For example, the word count sample in Apache Spark can be implemented in C# as follows :
var lines = sparkContext.TextFile(@"hdfs://path/to/input.txt");
var words = lines.FlatMap(s => s.Split(' '));
var wordCounts = words.Map(w => new Tuple<string, int>(w.Trim(), 1))

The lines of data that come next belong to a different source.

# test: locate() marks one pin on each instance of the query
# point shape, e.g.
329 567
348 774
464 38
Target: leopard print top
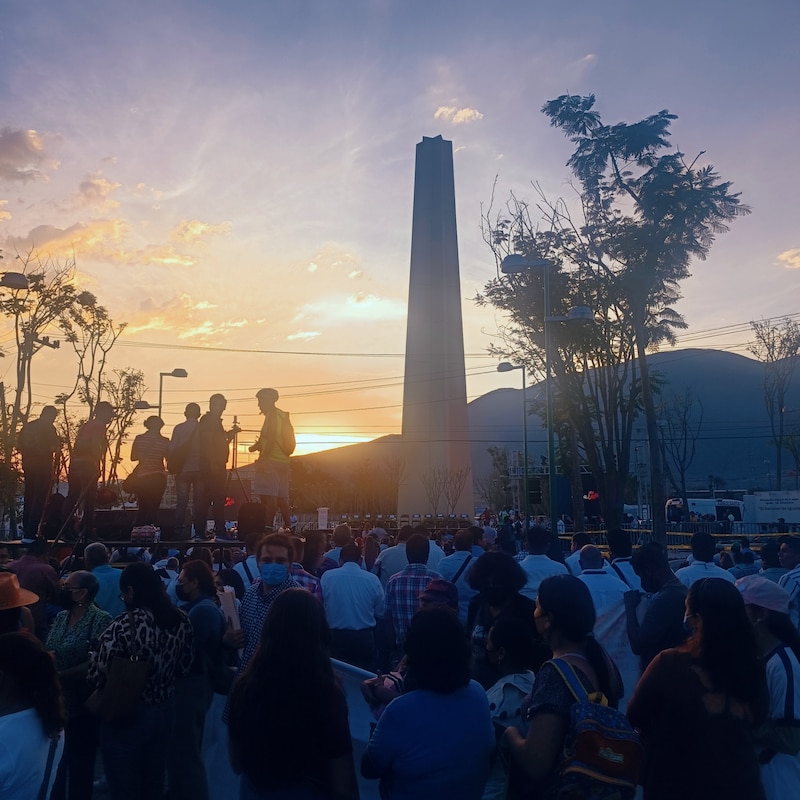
169 652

.ReduceByKey((x, y) => x + y);
var wordCountCollection = wordCounts.Collect();
wordCounts.SaveAsTextFile(@"hdfs://path/to/wordcount.txt");
A simple DataFrame application using TempTable may look like the following:
var reqDataFrame = sqlContext.TextFile(@"hdfs://path/to/requests.csv");
var metricDataFrame = sqlContext.TextFile(@"hdfs://path/to/metrics.csv");
reqDataFrame.RegisterTempTable("requests");
metricDataFrame.RegisterTempTable("metrics");
// C0 - guid in requests DataFrame, C3 - guid in metrics DataFrame
var joinDataFrame = GetSqlContext().Sql(
"SELECT joinedtable.datacenter" +
", MAX(joinedtable.latency) maxlatency" +
", AVG(joinedtable.latency) avglatency " +
"FROM (" +
"SELECT a.C1 as datacenter, b.C6 as latency " +
"FROM requests a JOIN metrics b ON a.C0 = b.C3) joinedtable " +
"GROUP BY datacenter");
joinDataFrame.ShowSchema();
joinDataFrame.Show();
A simple DataFrame application using DataFrame DSL may look like the following:
// C0 - guid, C1 - datacenter
var reqDataFrame = sqlContext.TextFile(@"hdfs://path/to/requests.csv")
.Select("C0", "C1");
// C3 - guid, C6 - latency
var metricDataFrame = sqlContext.TextFile(@"hdfs://path/to/metrics.csv", ",", false, true)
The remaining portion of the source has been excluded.